Originally Published in my column for RoadRUNNER Magazine on: 8/21/2014 as Trans America Trail: Pavement Day
Luke and I are both meeting up with separate groups at the end of the TAT. We’re traveling east through Glacier National Park, but our timing will be slightly different. The other riders are heading west along more conventional routes, and today’s when we decide on how to reach the Oregon coast in order to double back and meet up with our respective groups.
We elect to make today a “burn day” and crank through some paved miles. This way we can enjoy getting off road on the west side of Nevada and stay off road for the rest of our trip to Oregon. With a date in my mind, I call the Castaway By the Sea in Port Orford, a popular final destination for TAT riders. The motel claims to be the farthest point west for lodging in the continental U.S. While a Google search shows the existence of a couple places possibly farther west, the Castaway guarantees a full Ocean view for all rooms. Technically, Cape Blanco is the farthest point west in Oregon while the most extreme western point in the continental U.S. is Neah Bay in Washington State, home to the Makah Indian Tribe and often referred to as the “beginning of the road.” Regardless of the accuracy, after crossing the country, I want to sit and sleep by the edge of the Pacific Ocean, so the Castaway it is! Not to mention that Russell and “Rockne” were very accommodating and willing to allow last minute changes when they learned what we were doing.
I’ve chosen to remove the handlebar risers I added for the second half of the trip. With all of the falls and the slight bend in the handlebars, I think it’s for the best. At breakfast Luke observes our surly cook in action again. When a group came in asking for pancakes (as shown on the menu), she promptly tells them that she is done making pancake batter for the day and to pick something else. So much for the previous night’s good will. We opt to grab breakfast a little ways down the road instead.
In Ely, NV, we pull into a typical fast-food restaurant. As we eat, we watch a guy hop out of his car, throw up a couple times, and then get back in only to drive to another location and repeat the process. Simultaneously, an unmarked police car pulls in and out next to us multiple times but never orders anything. Numerous other patrons come and leave, and we get the suspicion there are more than burgers being flipped at this establishment and quickly move on. Out of Ely and onto the “Loneliest Road in America.”
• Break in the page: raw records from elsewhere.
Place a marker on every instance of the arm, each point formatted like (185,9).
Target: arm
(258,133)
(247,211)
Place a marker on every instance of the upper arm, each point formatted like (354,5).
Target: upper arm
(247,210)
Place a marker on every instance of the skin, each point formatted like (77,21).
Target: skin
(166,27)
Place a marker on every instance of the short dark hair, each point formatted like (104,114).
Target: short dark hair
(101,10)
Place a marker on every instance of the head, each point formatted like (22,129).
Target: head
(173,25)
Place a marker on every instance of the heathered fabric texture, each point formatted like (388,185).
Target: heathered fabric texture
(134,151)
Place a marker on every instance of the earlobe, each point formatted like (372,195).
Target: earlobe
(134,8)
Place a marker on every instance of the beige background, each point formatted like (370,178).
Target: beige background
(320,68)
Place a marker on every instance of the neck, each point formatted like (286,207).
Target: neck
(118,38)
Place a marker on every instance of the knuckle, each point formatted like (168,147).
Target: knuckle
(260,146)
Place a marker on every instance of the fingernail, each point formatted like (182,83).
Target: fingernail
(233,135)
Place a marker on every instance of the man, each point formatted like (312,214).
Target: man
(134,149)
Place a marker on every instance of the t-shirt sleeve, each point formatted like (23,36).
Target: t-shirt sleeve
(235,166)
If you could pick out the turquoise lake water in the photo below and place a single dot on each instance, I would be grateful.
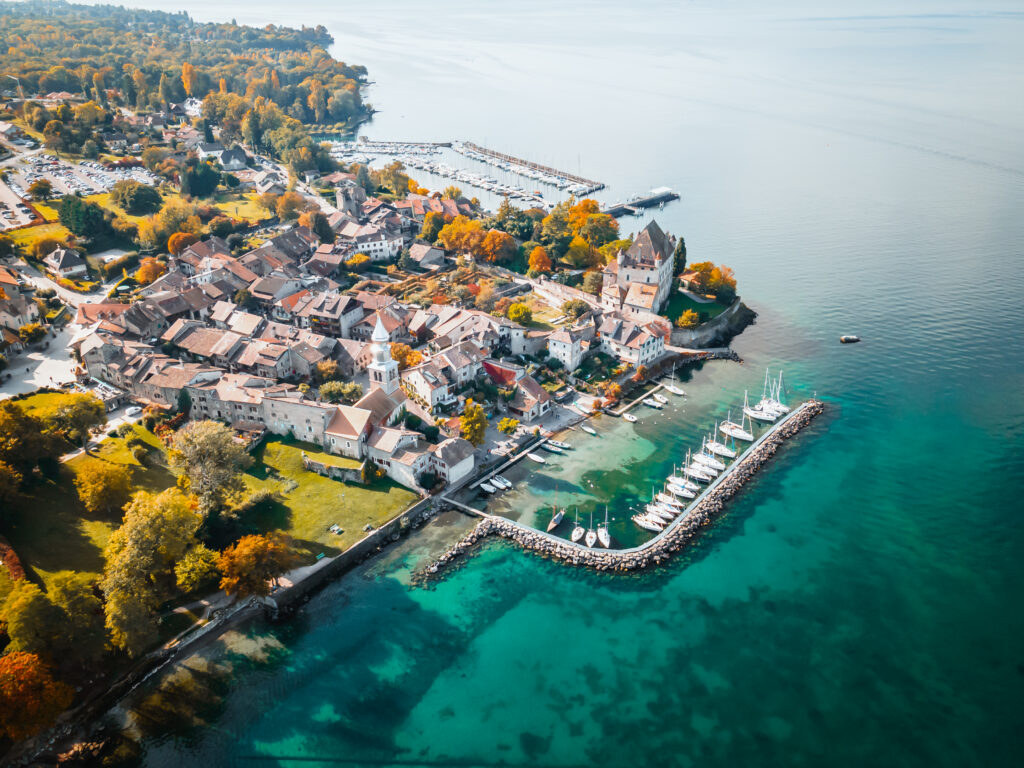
(862, 170)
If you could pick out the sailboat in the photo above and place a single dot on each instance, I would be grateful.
(707, 459)
(559, 514)
(602, 534)
(672, 385)
(578, 531)
(736, 431)
(759, 412)
(719, 449)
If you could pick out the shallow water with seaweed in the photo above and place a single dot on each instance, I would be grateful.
(859, 601)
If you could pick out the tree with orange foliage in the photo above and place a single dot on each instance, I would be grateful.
(406, 355)
(180, 241)
(30, 697)
(188, 78)
(539, 261)
(498, 246)
(148, 269)
(254, 562)
(578, 214)
(462, 235)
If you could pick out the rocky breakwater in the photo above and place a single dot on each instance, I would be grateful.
(659, 549)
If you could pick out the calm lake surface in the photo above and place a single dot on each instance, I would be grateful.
(861, 167)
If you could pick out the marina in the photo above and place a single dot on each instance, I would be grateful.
(675, 535)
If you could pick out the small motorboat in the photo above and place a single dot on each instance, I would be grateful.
(645, 522)
(578, 530)
(602, 532)
(669, 501)
(680, 491)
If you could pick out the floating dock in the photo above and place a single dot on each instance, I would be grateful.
(589, 184)
(636, 206)
(659, 548)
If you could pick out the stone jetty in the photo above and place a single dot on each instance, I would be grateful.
(660, 548)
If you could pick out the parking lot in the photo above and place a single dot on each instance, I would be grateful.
(13, 211)
(85, 177)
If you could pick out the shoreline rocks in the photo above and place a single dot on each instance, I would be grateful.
(655, 552)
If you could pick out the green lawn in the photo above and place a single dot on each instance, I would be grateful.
(679, 303)
(312, 503)
(51, 531)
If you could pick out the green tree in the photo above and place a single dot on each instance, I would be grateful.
(211, 462)
(158, 530)
(473, 423)
(103, 486)
(31, 333)
(198, 567)
(592, 283)
(519, 312)
(251, 564)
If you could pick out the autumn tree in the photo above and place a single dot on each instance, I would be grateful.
(520, 313)
(249, 566)
(689, 318)
(498, 246)
(539, 261)
(211, 462)
(158, 530)
(508, 425)
(432, 223)
(462, 235)
(198, 567)
(148, 269)
(102, 485)
(406, 355)
(473, 423)
(30, 697)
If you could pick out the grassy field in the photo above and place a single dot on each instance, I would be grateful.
(52, 532)
(679, 303)
(312, 503)
(28, 237)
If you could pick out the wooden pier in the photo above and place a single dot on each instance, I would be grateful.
(660, 547)
(589, 183)
(636, 206)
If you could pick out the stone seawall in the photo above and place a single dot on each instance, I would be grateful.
(662, 547)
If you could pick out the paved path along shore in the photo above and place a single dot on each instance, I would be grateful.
(660, 548)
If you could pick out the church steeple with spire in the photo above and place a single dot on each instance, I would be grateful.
(383, 370)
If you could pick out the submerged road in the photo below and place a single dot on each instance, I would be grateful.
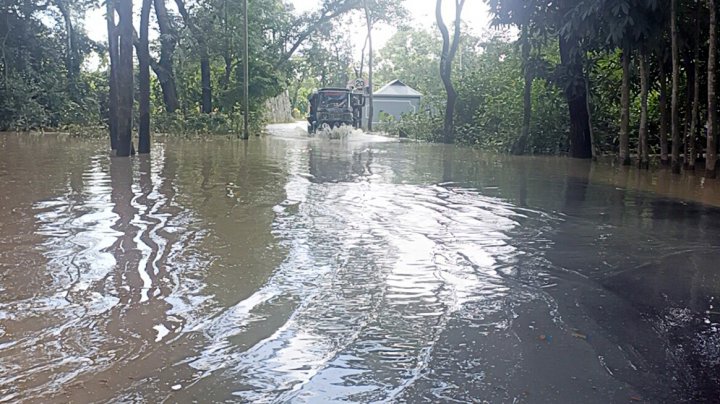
(360, 269)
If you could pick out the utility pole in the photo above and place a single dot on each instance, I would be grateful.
(246, 117)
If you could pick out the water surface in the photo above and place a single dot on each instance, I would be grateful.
(295, 269)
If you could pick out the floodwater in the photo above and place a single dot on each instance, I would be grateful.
(362, 269)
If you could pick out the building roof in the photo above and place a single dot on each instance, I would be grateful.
(397, 88)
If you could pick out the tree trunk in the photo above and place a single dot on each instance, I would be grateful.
(576, 95)
(144, 80)
(164, 68)
(521, 144)
(125, 78)
(71, 65)
(664, 158)
(692, 142)
(446, 58)
(711, 152)
(368, 21)
(625, 110)
(205, 83)
(675, 115)
(112, 80)
(644, 148)
(689, 68)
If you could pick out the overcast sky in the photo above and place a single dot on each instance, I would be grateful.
(475, 14)
(422, 13)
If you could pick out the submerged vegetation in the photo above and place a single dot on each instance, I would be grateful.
(633, 78)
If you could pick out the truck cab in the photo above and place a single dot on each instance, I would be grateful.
(334, 107)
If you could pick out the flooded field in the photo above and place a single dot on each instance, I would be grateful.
(361, 269)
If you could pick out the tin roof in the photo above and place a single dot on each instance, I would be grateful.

On our paved route, Luke and I travel through a few mountain passes. At one stop we are approached by a rider who can only be described as Billy Gibbon’s brother! He and his companion have stopped to take a pass photo as well. They’re heading back to Ohio and offer to take our pictures. He’s an amazing-looking individual with multiple knives, snake skin boots, the definitive ZZ Top beard, and other remarkable features that leave no doubt that he’s a hard-core rider; so much for the Loneliest Road.
We ride on, through towns like Eureka and Austin, NV. Nice towns where folks wave as you ride by. We would love to stay and get to know the locals, but today is about making good time, so we press on to Winnemucca, but not before a couple of quick photos on the Pony Express route.